Being the ultimate single-tasker, I often find myself overwhelmed with the aspects of ministry that resemble some version of juggling--believe me, those who've mastered tossing and catching chainsaws and things afire have nothing on today's ministry leader. But, more often than not, I have found the ability to hone in on one thing at a time to be a distinct advantage in three-plus decades of ministering in and through transition. It's the art of the one thing.
For example, when I arrived at a new ministry assignment which clearly called for major transition (the only other option was for the ministry to die), I found myself overwhelmed with numerous aspects of the setting that needed to change. But, I resisted and focused on the one thing that was most obvious--Sunday morning. At the time, the usual Sunday morning format included two 45-minute time slots, back-to-back, one for Bible study and one for worship (hymn singing followed by a brief devotional). No doubt, it would have been easy to succumb to the temptation to make major changes to almost every aspect of the church's ministry and programming, but I knew that would exhaust everyone, especially me. So, I decided to focus solely on sprucing up the Sunday morning experience.
And, we kept it simple focusing on three basic areas:
We added one adult Sunday School class for couples, so that there was another option beside the one women's or one men's classes, depending on your gender. We didn't ask permission. We simply found and enlisted a couple in their mid-forties (there were about four such couples in the church) and turned them loose. They immediately began to reach adult peers with kids the same age as theirs (teenagers!!!).
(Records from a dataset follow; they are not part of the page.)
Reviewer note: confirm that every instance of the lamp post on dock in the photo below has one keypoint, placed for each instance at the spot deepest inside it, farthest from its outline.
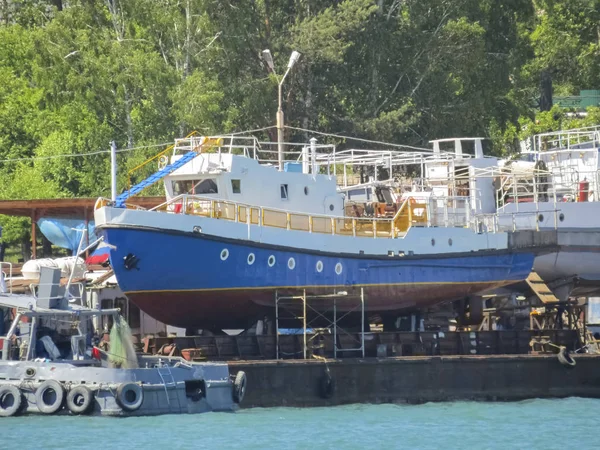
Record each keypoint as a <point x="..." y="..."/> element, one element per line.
<point x="280" y="121"/>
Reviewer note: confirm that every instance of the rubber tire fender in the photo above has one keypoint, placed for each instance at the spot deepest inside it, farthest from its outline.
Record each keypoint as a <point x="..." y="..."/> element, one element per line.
<point x="326" y="386"/>
<point x="122" y="400"/>
<point x="239" y="387"/>
<point x="15" y="392"/>
<point x="80" y="400"/>
<point x="565" y="358"/>
<point x="58" y="401"/>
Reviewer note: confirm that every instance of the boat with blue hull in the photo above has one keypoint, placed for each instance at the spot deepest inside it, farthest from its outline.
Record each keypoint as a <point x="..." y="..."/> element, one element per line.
<point x="224" y="282"/>
<point x="211" y="257"/>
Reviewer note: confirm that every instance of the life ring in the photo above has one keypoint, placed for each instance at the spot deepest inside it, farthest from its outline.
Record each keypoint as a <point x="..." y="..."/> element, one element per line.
<point x="541" y="179"/>
<point x="565" y="358"/>
<point x="239" y="387"/>
<point x="130" y="396"/>
<point x="49" y="396"/>
<point x="10" y="400"/>
<point x="326" y="386"/>
<point x="80" y="400"/>
<point x="101" y="203"/>
<point x="162" y="162"/>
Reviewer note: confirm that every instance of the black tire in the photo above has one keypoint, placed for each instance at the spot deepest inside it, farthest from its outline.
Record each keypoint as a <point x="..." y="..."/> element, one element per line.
<point x="50" y="396"/>
<point x="80" y="400"/>
<point x="326" y="386"/>
<point x="10" y="400"/>
<point x="239" y="387"/>
<point x="130" y="396"/>
<point x="565" y="357"/>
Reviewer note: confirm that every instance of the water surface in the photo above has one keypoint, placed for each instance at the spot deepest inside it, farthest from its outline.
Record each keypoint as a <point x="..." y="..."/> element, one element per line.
<point x="532" y="424"/>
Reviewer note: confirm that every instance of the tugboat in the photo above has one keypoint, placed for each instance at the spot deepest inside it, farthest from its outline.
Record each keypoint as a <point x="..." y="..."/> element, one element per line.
<point x="235" y="232"/>
<point x="49" y="365"/>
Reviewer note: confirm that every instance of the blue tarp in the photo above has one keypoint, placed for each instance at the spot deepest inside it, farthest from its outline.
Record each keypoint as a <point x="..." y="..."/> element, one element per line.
<point x="65" y="233"/>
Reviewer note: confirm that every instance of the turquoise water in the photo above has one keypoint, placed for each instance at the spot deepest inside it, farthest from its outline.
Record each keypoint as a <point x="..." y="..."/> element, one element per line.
<point x="535" y="424"/>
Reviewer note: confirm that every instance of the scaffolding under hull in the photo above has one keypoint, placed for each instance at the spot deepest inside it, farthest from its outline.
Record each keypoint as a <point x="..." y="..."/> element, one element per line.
<point x="196" y="280"/>
<point x="240" y="309"/>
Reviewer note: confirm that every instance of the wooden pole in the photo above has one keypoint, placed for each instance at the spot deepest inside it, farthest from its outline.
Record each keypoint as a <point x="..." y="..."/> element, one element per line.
<point x="33" y="235"/>
<point x="87" y="235"/>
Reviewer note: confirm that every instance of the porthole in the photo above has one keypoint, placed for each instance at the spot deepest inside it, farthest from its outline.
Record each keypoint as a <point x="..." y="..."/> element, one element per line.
<point x="338" y="268"/>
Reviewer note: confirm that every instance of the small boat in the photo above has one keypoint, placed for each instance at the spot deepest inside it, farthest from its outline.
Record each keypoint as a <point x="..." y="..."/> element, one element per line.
<point x="235" y="233"/>
<point x="49" y="365"/>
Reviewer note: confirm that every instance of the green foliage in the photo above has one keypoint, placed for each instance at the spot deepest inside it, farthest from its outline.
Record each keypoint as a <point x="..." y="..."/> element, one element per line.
<point x="79" y="74"/>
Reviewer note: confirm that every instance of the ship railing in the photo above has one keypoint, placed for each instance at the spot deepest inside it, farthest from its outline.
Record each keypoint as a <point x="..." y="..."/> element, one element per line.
<point x="5" y="275"/>
<point x="554" y="186"/>
<point x="413" y="212"/>
<point x="101" y="202"/>
<point x="562" y="140"/>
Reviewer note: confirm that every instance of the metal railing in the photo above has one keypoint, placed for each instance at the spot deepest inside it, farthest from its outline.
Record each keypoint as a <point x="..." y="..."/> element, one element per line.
<point x="562" y="140"/>
<point x="5" y="273"/>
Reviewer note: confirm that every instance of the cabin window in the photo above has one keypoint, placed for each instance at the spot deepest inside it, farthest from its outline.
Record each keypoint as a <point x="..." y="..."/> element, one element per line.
<point x="206" y="186"/>
<point x="384" y="196"/>
<point x="358" y="195"/>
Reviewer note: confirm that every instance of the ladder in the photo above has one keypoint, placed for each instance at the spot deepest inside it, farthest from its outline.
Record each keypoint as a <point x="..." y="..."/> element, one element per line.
<point x="540" y="288"/>
<point x="168" y="381"/>
<point x="121" y="199"/>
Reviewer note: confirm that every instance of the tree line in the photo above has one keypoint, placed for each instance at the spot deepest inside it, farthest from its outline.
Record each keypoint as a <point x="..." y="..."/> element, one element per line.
<point x="77" y="74"/>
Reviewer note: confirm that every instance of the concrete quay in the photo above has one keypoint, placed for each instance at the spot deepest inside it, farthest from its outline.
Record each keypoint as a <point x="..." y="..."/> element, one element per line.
<point x="300" y="383"/>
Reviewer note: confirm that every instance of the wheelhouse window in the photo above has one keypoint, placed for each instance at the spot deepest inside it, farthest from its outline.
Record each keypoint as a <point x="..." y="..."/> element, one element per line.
<point x="358" y="195"/>
<point x="198" y="187"/>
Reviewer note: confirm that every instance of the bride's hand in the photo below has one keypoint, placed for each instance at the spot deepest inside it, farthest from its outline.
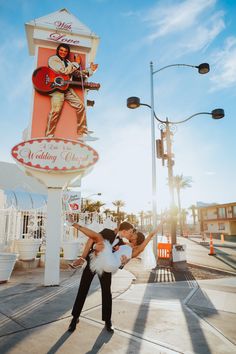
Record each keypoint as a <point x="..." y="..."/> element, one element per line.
<point x="99" y="247"/>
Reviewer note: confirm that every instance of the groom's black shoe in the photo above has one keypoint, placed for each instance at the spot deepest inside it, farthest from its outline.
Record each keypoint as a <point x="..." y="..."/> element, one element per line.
<point x="73" y="324"/>
<point x="109" y="327"/>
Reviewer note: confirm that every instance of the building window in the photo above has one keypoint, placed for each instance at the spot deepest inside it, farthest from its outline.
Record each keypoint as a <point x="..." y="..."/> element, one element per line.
<point x="221" y="213"/>
<point x="221" y="226"/>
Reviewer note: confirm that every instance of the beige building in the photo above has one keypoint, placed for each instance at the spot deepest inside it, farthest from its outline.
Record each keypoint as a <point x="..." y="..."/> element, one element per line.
<point x="218" y="219"/>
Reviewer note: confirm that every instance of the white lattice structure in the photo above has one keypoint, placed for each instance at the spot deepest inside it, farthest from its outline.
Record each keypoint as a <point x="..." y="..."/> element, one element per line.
<point x="28" y="224"/>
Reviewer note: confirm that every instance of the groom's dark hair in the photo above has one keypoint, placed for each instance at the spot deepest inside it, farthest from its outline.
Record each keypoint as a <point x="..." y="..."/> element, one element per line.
<point x="125" y="226"/>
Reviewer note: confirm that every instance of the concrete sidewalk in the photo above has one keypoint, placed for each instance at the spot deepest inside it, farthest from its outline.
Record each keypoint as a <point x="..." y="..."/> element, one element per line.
<point x="169" y="317"/>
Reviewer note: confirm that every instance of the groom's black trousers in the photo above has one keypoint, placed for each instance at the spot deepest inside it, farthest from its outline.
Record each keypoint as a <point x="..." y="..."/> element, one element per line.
<point x="85" y="282"/>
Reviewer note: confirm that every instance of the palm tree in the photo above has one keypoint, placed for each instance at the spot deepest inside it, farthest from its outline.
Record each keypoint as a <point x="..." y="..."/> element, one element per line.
<point x="193" y="209"/>
<point x="181" y="182"/>
<point x="141" y="215"/>
<point x="107" y="212"/>
<point x="119" y="204"/>
<point x="132" y="218"/>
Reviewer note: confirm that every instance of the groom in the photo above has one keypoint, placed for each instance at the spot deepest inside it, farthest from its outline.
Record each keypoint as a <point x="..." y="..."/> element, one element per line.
<point x="125" y="230"/>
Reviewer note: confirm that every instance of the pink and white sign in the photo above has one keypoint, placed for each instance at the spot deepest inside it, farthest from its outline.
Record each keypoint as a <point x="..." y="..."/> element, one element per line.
<point x="55" y="155"/>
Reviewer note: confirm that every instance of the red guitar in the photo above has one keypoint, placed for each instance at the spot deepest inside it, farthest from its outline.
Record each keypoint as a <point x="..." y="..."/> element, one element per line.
<point x="45" y="80"/>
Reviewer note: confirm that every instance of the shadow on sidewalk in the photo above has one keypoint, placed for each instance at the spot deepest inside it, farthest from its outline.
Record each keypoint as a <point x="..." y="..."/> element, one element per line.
<point x="24" y="307"/>
<point x="192" y="321"/>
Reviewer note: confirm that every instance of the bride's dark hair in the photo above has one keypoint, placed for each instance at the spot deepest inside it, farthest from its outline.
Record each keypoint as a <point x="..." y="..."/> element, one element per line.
<point x="140" y="238"/>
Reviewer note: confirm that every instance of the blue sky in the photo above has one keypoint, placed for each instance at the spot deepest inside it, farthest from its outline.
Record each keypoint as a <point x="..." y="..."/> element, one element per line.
<point x="133" y="33"/>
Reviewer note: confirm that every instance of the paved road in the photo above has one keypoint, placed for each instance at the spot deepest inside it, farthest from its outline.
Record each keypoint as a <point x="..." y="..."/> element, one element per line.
<point x="169" y="317"/>
<point x="225" y="258"/>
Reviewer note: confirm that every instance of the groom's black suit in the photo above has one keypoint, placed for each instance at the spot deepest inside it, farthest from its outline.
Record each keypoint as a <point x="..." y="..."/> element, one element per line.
<point x="105" y="281"/>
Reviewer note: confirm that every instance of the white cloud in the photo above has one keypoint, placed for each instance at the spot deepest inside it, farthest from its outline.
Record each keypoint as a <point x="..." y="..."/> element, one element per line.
<point x="194" y="24"/>
<point x="168" y="19"/>
<point x="202" y="36"/>
<point x="225" y="65"/>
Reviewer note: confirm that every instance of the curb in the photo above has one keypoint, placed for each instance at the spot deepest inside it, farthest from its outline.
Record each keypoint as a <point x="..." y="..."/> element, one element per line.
<point x="220" y="271"/>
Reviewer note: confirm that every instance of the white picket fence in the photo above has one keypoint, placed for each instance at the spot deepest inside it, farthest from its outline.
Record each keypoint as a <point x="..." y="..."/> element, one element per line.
<point x="18" y="224"/>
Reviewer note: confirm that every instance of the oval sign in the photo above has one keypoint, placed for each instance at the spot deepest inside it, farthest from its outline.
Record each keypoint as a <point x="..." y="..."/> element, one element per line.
<point x="52" y="154"/>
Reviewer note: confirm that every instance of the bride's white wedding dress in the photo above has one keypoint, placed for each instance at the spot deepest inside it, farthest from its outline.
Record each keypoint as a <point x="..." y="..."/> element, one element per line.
<point x="148" y="258"/>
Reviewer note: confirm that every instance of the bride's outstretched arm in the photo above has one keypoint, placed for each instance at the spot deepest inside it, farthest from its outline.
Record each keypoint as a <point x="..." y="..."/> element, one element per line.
<point x="138" y="249"/>
<point x="96" y="237"/>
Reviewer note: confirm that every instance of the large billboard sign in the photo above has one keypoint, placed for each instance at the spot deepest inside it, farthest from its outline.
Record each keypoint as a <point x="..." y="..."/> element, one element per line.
<point x="58" y="155"/>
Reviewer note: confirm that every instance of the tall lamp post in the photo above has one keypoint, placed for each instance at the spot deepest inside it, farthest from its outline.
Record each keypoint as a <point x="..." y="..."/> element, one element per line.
<point x="134" y="102"/>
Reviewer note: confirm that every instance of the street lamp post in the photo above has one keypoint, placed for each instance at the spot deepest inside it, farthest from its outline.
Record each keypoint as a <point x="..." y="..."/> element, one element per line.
<point x="134" y="102"/>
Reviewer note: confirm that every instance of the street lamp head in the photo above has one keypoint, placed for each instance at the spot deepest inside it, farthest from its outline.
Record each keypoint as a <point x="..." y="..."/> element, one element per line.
<point x="133" y="102"/>
<point x="203" y="68"/>
<point x="218" y="113"/>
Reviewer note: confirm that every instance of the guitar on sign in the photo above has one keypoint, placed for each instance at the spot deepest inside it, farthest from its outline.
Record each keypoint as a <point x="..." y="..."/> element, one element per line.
<point x="46" y="80"/>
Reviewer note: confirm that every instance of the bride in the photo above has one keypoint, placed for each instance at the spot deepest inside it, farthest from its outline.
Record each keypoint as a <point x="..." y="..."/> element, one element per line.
<point x="104" y="259"/>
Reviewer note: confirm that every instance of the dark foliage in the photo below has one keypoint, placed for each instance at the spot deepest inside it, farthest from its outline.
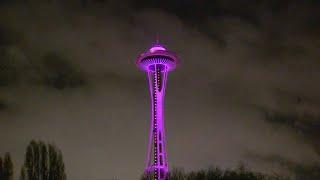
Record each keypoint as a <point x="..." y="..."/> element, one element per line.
<point x="218" y="174"/>
<point x="43" y="161"/>
<point x="6" y="168"/>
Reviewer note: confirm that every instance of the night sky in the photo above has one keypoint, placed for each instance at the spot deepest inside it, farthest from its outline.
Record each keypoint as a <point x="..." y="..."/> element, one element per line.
<point x="247" y="89"/>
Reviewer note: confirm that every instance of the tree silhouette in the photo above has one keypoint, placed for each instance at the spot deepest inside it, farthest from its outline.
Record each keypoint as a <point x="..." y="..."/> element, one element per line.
<point x="43" y="162"/>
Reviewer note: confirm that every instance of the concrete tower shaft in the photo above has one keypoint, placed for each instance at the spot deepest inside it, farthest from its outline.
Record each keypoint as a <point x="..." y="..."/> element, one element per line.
<point x="157" y="62"/>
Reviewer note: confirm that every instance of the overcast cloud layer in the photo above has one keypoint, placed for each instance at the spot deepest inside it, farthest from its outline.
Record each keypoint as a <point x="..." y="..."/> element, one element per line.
<point x="247" y="88"/>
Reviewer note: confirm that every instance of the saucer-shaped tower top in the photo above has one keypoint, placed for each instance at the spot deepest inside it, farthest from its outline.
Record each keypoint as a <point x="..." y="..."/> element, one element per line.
<point x="158" y="56"/>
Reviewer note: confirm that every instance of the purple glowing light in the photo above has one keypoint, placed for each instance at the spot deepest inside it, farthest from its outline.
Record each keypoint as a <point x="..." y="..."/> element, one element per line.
<point x="157" y="62"/>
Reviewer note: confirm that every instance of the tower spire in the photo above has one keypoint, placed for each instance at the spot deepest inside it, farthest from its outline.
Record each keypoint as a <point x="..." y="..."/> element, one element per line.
<point x="157" y="38"/>
<point x="157" y="62"/>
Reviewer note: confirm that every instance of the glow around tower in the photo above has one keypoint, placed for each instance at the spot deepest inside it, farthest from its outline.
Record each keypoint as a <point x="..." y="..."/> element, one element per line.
<point x="157" y="62"/>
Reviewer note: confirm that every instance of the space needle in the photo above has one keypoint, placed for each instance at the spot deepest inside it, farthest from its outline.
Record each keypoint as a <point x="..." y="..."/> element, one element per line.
<point x="157" y="62"/>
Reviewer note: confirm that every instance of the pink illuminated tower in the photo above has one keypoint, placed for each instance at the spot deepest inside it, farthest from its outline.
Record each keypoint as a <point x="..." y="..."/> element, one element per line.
<point x="157" y="62"/>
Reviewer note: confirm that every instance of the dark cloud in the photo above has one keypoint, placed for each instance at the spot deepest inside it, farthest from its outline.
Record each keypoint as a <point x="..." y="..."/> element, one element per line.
<point x="248" y="82"/>
<point x="60" y="74"/>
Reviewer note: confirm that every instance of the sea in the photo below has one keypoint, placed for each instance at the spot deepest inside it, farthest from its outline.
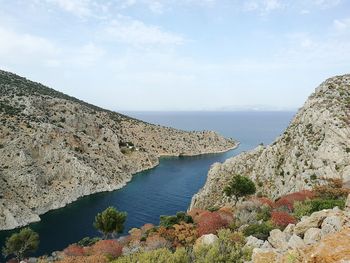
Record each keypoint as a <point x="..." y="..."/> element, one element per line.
<point x="165" y="189"/>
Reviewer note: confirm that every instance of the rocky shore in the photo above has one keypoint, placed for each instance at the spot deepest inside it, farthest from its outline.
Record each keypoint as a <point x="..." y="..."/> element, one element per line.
<point x="316" y="145"/>
<point x="55" y="148"/>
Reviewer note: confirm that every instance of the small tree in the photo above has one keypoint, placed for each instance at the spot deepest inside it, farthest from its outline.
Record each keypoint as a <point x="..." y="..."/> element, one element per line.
<point x="22" y="243"/>
<point x="110" y="221"/>
<point x="240" y="186"/>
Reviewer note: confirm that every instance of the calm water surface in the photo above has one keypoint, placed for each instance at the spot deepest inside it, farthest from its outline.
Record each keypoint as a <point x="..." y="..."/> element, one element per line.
<point x="165" y="189"/>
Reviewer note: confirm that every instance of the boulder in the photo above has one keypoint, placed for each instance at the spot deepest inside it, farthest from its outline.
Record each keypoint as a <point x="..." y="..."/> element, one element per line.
<point x="263" y="255"/>
<point x="347" y="204"/>
<point x="295" y="242"/>
<point x="332" y="248"/>
<point x="254" y="242"/>
<point x="312" y="235"/>
<point x="266" y="245"/>
<point x="313" y="221"/>
<point x="331" y="224"/>
<point x="278" y="239"/>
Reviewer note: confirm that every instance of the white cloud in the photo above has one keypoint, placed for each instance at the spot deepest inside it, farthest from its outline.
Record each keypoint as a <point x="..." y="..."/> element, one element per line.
<point x="263" y="6"/>
<point x="24" y="46"/>
<point x="326" y="3"/>
<point x="79" y="8"/>
<point x="135" y="32"/>
<point x="86" y="56"/>
<point x="342" y="24"/>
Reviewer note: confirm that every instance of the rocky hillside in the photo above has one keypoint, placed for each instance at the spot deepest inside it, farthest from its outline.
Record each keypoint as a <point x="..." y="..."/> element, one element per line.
<point x="315" y="145"/>
<point x="55" y="148"/>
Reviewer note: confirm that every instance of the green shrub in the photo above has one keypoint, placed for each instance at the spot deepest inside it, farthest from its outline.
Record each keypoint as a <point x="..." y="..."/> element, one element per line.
<point x="110" y="221"/>
<point x="308" y="207"/>
<point x="88" y="241"/>
<point x="21" y="244"/>
<point x="302" y="209"/>
<point x="260" y="231"/>
<point x="229" y="248"/>
<point x="169" y="221"/>
<point x="240" y="186"/>
<point x="264" y="214"/>
<point x="161" y="255"/>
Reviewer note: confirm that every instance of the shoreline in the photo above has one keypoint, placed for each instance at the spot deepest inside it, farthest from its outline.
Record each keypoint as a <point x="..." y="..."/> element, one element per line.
<point x="112" y="188"/>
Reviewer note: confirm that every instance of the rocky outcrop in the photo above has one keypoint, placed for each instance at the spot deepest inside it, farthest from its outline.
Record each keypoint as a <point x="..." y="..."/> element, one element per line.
<point x="315" y="145"/>
<point x="321" y="237"/>
<point x="55" y="149"/>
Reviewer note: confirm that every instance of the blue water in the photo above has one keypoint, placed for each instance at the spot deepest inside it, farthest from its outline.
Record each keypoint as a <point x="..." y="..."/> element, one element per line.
<point x="165" y="189"/>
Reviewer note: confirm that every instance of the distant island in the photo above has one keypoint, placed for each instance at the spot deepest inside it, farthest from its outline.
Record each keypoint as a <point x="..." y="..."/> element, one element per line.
<point x="55" y="148"/>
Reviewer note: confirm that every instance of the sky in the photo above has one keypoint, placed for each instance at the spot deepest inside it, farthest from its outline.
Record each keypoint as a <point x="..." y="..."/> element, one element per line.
<point x="145" y="55"/>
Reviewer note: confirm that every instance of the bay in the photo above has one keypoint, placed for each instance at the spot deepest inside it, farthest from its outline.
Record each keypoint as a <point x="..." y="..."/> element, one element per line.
<point x="166" y="189"/>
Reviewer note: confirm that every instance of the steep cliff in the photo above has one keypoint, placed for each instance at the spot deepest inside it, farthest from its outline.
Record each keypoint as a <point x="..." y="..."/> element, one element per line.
<point x="315" y="145"/>
<point x="55" y="148"/>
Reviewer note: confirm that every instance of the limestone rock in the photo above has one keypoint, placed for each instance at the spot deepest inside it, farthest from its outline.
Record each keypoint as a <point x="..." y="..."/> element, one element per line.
<point x="332" y="248"/>
<point x="278" y="239"/>
<point x="347" y="204"/>
<point x="331" y="224"/>
<point x="261" y="255"/>
<point x="289" y="230"/>
<point x="266" y="244"/>
<point x="295" y="242"/>
<point x="55" y="148"/>
<point x="315" y="145"/>
<point x="312" y="235"/>
<point x="254" y="242"/>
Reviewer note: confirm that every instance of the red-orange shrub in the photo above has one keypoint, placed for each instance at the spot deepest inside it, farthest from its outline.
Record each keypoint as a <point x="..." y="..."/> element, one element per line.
<point x="74" y="251"/>
<point x="184" y="234"/>
<point x="195" y="213"/>
<point x="110" y="248"/>
<point x="282" y="219"/>
<point x="87" y="259"/>
<point x="266" y="201"/>
<point x="210" y="223"/>
<point x="156" y="241"/>
<point x="289" y="200"/>
<point x="146" y="227"/>
<point x="226" y="213"/>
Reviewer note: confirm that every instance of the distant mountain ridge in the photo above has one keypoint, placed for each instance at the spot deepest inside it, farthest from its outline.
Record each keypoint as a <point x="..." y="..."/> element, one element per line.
<point x="316" y="145"/>
<point x="55" y="148"/>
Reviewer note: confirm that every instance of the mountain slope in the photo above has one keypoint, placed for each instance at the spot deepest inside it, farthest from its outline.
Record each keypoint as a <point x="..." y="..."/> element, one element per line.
<point x="315" y="145"/>
<point x="55" y="148"/>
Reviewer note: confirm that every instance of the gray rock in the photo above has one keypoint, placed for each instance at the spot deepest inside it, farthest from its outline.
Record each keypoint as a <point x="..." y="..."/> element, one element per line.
<point x="266" y="244"/>
<point x="254" y="242"/>
<point x="312" y="235"/>
<point x="347" y="204"/>
<point x="70" y="149"/>
<point x="313" y="221"/>
<point x="312" y="147"/>
<point x="289" y="230"/>
<point x="295" y="242"/>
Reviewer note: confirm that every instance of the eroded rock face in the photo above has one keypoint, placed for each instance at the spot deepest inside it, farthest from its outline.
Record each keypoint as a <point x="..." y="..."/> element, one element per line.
<point x="55" y="149"/>
<point x="315" y="145"/>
The church had sort of a "chapel in the woods mindset, which was quaint and cute but lacked anything resembling fellowship. We noticed attendees tended to arrive a mere couple of minutes before the worship service began and cleared out immediately after it concluded. So, we added a coffee and donut time before Bible study and added a 15-minute break between Bible Study and Worship. We also added a greeting time during the worship service. Before long, we noticed people arriving earlier and staying afterward.
We strived for excellence in every aspect of an attendee's Sunday morning experience, taking advantage of the pristine beauty of the church's physical structure as a reference point. Truly, it was an aesthetically beautiful escape in the country, something we could use positively. We brought in musicians from a nearby university, added a full-length sermon (some would argue whether this was an improvement over a brief devotional), and added elements designed to appeal to children and teenagers. The most common attitude we had to deal with was not the expected, "We've never done it that way before," but rather, "We're too small to try that." We had to overcome an expectation that because the church was small, mediocre ministry was acceptable.
Slowly but surely, over the span of a couple of years, we were able to raise the bar on what Sunday morning looked like and how it felt. The result of that concerted focus was new and younger families willing to drive to our remote location and bring their friends with them. Our focus on the one thing made a huge difference. By the time we afforded ourselves time and energy to look at the other blocks of ministry programming, we had the fresh voice of younger thinkers and volunteers to help us carry that load.